The client in this situation is a married couple. The wife is employed full-time, earning a substantial salary, and is an active participant in her employer's pension plan. The husband is a camera operator in the motion picture industry and a member of the appropriate union. He has many employers in the course of a year; most treat him as a W-2 employee, but a few pay him as an independent contractor and issue a Form 1099-MISC. Yet employee vs contractor is not the issue here.
For the year in question, which was 2008, the husband had made a small contribution, less than the maximum, to a traditional IRA account for himself, and claimed a tax deduction for the full amount of the contribution on the couple’s joint Form 1040.
The IRS CP-2000 notice indicated that the husband could not deduct the IRA contribution because of the limitations that result from coverage by an employer retirement plan during the year. The AGI reported on the couple’s 2008 Form 1040 was well over the income threshold for an “active participant” employee. The IRS removed the deduction and recalculated the tax liability accordingly, adding penalty and interest.
However, while the wife was, the husband was not an active participant in an “employer” plan (note the important word here is employer) at any time during 2008. This is true even though when he retires the husband will be able to collect on a pension.
As a union member the husband pays dues to the union. The union is not his employer. The various movie production companies that hire him during the year, generally for short-term projects, are his employers. These various employers make contributions based on earnings to the Motion Picture Industry retirement plan. But they do not make contributions for the husband to any plans that they themselves maintain for their employees.
The husband is not permitted to make any contributions to his union retirement plan.
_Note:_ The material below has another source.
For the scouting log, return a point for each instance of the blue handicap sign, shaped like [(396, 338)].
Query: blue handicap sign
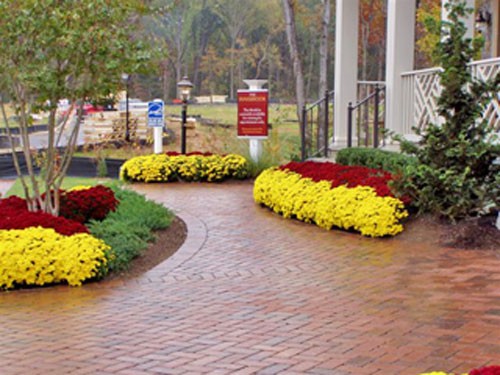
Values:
[(155, 113)]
The union retirement plan is not an “employer plan”. Therefore the husband is not an active participant in an employer plan, even though employer contributions are credited to his “account” during the year.
For tax year 2008, if only one spouse is an active participant in an “employer plan”, the other spouse, whether working or nonworking, can deduct the entire contribution to his/her IRA up to the statutory maximum if the couple’s combined modified Adjusted Gross Income is $159,000 or less. The MAGI on the joint 2008 Form 1040 for my clients was less than $140,000.
The husband is entitled to a full deduction for his IRA contribution.
We looked back at the W-2s issued to the husband for 2008 and found that one of the employees had checked the box to give the impression that the husband was a participant in that employer’s retirement plan. This is apparently what triggered the IRS CP-2000 notice. This was wrong.
Perhaps the employer, or his bookkeeper or accountant, thought that because the employer made contributions to the union retirement plan the husband was an “active participant”. But whoever so thought was wrong.
So if you are a union member in a situation similar to that of my client, and one or more of your 2010 W-2s have the Retirement Plan box checked, contact the employer(s) immediately and have him issue to you, and the Social Security Administration, a corrected Form W-2!
Have any of my fellow tax pros out there come across a similar situation, or disagree with me on this issue? I welcome your comments.